Stuart Searle

Personal information
- Full name: Stuart Andrew Searle
- Date of birth: 27 February 1979 (age 47)
- Place of birth: Wimbledon, England
- Position: Goalkeeper

Team information
- Current team: United States women's national soccer team (goalkeeping coach)

Senior career*
- Years: Team / Apps / (Gls)
- 1996–1998: Woking
- 1998–1999: Crawley Town
- 1999–2001: Aldershot Town / 20 / (0)
- 2000: → Molesey (loan)
- 2001: → Molesey (loan)
- 2001: → Carshalton Athletic (loan)
- 2001–2005: Carshalton Athletic / 73 / (0)
- 2005–2007: Basingstoke Town / 81 / (0)
- 2007–2009: Chelsea / 0 / (0)
- 2008: → Carshalton Athletic (loan)
- 2009: Watford / 0 / (0)
- 2009–2011: Milton Keynes Dons / 6 / (0)
- 2011–2013: Chelmsford City / 64 / (0)
- 2013–2015: Metropolitan Police / 33 / (0)
- Total:  / 277 / (0)

Managerial career
- 2004–2007: Chelsea Academy (goalkeeping coach)
- 2007–2009: Chelsea Reserves (player-coach)
- 2008–2016: Metropolitan Police U18
- 2011–2015: Chelsea Academy (goalkeeping coach)
- 2015: Guildford City (assistant)
- 2012–2024: Chelsea Women (goalkeeping coach)
- 2024–: United States (goalkeeping coach)

= Stuart Searle =

English footballer and manager

Stuart Andrew Searle (born 27 February 1979) is an English football manager and former player who played as a goalkeeper. He is currently the goalkeeping coach of United States women's national soccer team.

==Club career==
Born in Wimbledon, London, Searle joined Premier League team Chelsea from Basingstoke Town as back-up for their reserve team and as a player-coach, before working there part-time.

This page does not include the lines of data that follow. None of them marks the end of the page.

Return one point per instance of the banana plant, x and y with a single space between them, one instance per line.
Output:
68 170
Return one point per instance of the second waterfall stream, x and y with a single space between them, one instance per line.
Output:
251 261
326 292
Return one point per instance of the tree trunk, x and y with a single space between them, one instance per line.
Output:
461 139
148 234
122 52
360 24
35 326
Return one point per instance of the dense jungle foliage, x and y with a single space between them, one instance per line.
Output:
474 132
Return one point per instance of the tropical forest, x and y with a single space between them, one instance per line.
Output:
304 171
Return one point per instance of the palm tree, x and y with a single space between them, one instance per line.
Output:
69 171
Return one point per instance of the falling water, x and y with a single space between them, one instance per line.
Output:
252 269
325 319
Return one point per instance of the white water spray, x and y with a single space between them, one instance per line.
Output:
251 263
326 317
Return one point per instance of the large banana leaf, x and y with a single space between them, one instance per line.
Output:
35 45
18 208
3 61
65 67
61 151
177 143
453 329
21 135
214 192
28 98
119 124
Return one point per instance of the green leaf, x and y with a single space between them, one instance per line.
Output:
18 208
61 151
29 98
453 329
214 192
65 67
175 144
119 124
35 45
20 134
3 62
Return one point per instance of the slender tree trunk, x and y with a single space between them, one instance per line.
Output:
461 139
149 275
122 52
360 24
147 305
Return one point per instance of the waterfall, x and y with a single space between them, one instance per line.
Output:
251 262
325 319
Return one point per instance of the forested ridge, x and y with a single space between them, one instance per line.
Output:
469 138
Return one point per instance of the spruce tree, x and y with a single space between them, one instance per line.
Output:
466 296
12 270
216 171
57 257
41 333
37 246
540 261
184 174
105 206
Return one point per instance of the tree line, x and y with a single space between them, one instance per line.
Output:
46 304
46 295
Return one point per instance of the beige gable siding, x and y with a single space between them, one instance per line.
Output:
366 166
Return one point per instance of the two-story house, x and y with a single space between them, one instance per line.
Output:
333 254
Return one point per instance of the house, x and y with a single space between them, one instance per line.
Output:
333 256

He moved to Championship team Watford in January 2009, which re-united him with former Chelsea reserve team manager Brendan Rodgers, who had been appointed as Watford manager in November 2008. In July 2009 his contract at Watford was cancelled by mutual consent and he subsequently signed a two-year contract with League One team Milton Keynes Dons.

Stuart made his long-awaited Football League debut in 2010 against Bristol Rovers at the Memorial Stadium. He remained at MK Dons in 2010–11, making a start against Yeovil Town in a 3–2 win. However, after MK Dons' loss to Peterborough in the N-Power League play-off semi-final he was released along with three other players.

==Management career==
While still a player, Searle began coaching in various roles at Chelsea, including a two-year stint as player-coach for Chelsea Reserves.

After retiring from playing, Searle joined Guildford City as assistant manager in 2015.

2012–2024, Searle was the goalkeeping coach at Chelsea Women.

Since 2024, Searle is the goalkeeping coach with the United States women's national soccer team.